Redis Sentinel : last node doesn't become master

Redis Sentinel : last node doesn't become master - redis

I'm trying to set up an automatic failover system in a 3 nodes redis cluster. I installed redis-sentinel on each of these nodes (juste like this guy : http://www.symantec.com/connect/blogs/configuring-redis-high-availability).
Everything is fine as long as I have two or three nodes. The problem is that whenever there's only onte node remaining and that it's a slave, it does not get elected as master automatically. The quorum is set to 1, therefore the last node detects the odown of the master but can't vote for the failover since there's no majority.
To overcome this (surprising) issue, I wrote a little script that ask the other nodes for their masters, and if they don't answer I set the current node as the master. This script is called within the redis-sentinel.conf file, as a notification script.
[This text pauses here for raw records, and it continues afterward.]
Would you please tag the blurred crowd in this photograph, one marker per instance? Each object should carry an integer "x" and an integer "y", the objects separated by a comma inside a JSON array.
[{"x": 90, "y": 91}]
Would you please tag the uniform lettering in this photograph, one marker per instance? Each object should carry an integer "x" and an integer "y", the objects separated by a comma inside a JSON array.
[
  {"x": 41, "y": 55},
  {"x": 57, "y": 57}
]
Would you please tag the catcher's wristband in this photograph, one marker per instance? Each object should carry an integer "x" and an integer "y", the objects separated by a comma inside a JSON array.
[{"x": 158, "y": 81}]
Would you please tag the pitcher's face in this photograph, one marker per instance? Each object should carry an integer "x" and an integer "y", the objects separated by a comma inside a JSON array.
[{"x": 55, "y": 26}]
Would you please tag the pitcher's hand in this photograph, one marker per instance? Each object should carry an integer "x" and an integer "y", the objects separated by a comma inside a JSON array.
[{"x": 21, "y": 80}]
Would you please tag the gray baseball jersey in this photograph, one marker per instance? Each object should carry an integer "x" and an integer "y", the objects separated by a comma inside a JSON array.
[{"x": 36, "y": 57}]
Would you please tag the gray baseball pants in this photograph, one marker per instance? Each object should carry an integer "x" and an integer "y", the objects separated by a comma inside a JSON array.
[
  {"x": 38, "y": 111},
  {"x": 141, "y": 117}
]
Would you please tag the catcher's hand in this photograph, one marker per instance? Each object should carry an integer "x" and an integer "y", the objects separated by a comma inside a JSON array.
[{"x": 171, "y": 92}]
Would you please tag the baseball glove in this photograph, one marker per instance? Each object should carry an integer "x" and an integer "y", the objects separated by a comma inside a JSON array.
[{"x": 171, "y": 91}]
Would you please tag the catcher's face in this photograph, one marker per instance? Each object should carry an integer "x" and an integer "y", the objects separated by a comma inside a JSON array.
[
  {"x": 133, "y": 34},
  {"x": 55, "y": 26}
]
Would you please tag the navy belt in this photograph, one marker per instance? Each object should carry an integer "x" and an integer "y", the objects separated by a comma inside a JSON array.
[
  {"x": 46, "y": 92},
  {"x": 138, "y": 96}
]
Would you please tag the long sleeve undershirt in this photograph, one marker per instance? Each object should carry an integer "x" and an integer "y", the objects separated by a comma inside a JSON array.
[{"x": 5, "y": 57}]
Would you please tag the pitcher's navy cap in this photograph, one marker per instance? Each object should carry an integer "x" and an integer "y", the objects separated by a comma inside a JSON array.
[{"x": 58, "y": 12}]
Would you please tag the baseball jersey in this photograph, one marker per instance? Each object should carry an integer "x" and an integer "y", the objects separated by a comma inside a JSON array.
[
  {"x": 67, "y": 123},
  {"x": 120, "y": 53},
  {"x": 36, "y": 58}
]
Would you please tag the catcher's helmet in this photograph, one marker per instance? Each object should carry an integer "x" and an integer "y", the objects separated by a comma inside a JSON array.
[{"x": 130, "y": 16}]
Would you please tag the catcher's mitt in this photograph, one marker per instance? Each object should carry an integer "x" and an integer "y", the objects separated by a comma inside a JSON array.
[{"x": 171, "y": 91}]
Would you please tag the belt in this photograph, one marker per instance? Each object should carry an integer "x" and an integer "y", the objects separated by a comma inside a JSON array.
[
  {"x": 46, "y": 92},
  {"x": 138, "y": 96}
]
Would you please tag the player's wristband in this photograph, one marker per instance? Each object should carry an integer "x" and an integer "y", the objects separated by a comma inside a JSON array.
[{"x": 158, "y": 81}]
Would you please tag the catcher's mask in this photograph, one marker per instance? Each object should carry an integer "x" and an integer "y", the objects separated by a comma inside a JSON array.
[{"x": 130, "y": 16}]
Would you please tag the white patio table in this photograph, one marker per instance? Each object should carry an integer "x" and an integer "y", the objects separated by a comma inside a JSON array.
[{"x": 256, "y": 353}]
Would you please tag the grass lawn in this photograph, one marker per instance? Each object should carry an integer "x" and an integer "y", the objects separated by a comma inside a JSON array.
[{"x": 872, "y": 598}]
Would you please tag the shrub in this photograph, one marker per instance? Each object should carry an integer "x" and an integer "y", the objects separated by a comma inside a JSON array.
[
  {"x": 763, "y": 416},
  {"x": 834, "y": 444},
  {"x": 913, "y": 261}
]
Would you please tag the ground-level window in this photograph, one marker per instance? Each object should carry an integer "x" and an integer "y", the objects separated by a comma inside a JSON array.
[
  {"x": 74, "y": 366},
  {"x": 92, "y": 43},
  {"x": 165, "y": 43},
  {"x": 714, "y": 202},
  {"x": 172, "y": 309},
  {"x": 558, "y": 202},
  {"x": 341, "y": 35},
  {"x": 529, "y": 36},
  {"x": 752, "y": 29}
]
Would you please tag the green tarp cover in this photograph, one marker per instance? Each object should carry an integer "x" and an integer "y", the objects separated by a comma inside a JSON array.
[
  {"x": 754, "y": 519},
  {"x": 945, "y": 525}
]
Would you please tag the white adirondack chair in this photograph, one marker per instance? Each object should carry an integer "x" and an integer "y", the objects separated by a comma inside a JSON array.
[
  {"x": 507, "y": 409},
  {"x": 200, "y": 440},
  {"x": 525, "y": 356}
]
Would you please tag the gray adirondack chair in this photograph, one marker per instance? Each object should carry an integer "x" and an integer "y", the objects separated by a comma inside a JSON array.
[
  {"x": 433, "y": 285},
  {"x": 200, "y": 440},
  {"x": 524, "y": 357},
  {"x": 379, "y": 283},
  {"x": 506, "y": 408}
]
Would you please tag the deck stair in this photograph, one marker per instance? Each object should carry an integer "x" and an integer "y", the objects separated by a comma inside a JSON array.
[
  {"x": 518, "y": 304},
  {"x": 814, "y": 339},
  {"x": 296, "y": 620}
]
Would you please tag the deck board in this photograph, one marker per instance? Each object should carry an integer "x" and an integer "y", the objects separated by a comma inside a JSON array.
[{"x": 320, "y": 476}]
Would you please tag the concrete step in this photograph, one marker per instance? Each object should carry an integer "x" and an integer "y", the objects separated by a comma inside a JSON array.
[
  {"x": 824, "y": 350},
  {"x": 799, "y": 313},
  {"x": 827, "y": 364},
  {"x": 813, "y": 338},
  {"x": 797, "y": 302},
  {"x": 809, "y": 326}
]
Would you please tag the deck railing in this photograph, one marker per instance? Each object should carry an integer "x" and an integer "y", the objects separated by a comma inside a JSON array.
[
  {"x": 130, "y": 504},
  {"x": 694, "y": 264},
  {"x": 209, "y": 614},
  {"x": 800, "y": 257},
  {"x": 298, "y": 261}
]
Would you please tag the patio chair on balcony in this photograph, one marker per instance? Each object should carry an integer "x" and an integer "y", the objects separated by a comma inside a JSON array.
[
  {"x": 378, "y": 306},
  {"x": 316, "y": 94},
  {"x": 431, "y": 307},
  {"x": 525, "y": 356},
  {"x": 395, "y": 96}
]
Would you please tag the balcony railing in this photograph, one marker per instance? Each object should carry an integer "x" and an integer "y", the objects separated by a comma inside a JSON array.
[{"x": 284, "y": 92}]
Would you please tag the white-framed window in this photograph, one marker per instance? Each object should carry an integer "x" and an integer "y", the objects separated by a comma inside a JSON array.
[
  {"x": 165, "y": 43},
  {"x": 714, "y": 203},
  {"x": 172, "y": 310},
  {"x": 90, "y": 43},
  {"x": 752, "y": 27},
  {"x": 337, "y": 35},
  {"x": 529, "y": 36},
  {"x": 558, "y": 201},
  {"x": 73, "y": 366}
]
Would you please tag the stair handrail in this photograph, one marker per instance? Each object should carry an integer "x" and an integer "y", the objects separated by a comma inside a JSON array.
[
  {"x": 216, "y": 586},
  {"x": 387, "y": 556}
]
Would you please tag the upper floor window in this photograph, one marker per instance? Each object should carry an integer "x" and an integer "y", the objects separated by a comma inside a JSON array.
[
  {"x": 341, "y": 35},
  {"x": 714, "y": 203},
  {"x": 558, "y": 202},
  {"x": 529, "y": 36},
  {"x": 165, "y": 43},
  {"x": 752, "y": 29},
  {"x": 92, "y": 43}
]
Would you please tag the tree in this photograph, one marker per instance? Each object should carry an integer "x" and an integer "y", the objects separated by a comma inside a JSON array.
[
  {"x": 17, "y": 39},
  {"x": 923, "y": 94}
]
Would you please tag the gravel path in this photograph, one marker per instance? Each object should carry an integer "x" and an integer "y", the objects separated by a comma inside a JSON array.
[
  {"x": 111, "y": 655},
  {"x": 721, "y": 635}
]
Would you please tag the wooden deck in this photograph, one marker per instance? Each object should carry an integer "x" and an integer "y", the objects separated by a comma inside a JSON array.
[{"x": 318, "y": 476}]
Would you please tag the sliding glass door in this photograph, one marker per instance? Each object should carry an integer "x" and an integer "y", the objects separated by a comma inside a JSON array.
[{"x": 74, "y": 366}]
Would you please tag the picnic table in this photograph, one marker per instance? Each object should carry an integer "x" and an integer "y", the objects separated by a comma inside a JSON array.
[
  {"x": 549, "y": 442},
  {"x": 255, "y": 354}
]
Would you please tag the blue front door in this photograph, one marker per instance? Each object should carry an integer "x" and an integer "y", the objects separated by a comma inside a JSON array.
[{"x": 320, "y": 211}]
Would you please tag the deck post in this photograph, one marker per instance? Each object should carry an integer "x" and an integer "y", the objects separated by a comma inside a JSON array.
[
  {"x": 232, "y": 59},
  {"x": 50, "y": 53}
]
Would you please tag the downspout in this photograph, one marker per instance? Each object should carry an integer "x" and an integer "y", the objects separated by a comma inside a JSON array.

However ... As soon as the redis-sentinel service is started, this configuration is "erased" ! If I look at the configuration file in /etc, the "sentinel notification-script" line has disappeared (redis-sentinel rewrites its configuration file so why not) BUT the configuration I wrote is no longer available :
1) 1) "name"
2) "mymaster"
3) "ip"
4) "x.x.x.x"
5) "port"
6) "6379"
7) "runid"
8) "somerunid"
9) "flags"
10) "master"
11) "pending-commands"
12) "0"
13) "last-ping-sent"
14) "0"
15) "last-ok-ping-reply"
16) "395"
17) "last-ping-reply"
18) "395"
19) "down-after-milliseconds"
20) "30000"
21) "info-refresh"
22) "674"
23) "role-reported"
24) "master"
25) "role-reported-time"
26) "171302"
27) "config-epoch"
28) "0"
29) "num-slaves"
30) "1"
31) "num-other-sentinels"
32) "1"
33) "quorum"
34) "1"
35) "failover-timeout"
36) "180000"
37) "parallel-syncs"
38) "1"
That is the result of the sentinel-masters command. The only thing is that I previously set the "down-after-milliseconds" to 5000 and the "failover-timeout" to 10000 ...
I don't know if anyone has met anything similar ? Well, should someone has a little idea about wwhat's happening, I'd be glad about it ;)

This is a reason to not place your sentinels on your redis instance nodes. Think of them as monitoring agents. You wouldn't place your website monitor on the same node running your website and expect to catch the node death. The same is expected w/Sentinel.
The proper route to sentinel monitoring is to ideally run them from the clients, and if that isn't possible or workable, then from dedicated nodes as close to the clients as possible.
As antirez said, you need to have enough sentinels to have the election. There are two elections: 1: deciding on the new master and 2: deciding which sentinel handles the promotion. In your scenario you only have one sentinel, but to elect a sentinel to handle the promotion your sentinel needs votes from a quorum of Sentinels. This number is a majority of all sentinels seen. In your case it needs two sentinels to vote before an election can take place. This quorum number is not configurable and unaffected by the quorum setting. This is in place to reduce the chances of multiple masters.
I would also strongly advise against setting a quorum to be less than half+1 of your sentinels. This can lead to split brain operation where you have two masters. Or in your case you could have three. If you lost connectivity between your master and the two slaves but clients still had connectivity your settings could trigger split brain - where a slave was promoted and new connections talked to that master while existing ones continue talking to the original. Thus you have valid data in two masters which likely conflict with each other.
The author of that Symantec article only consider the Redis daemon dying, not the node. Thus it really isn't an HA setup.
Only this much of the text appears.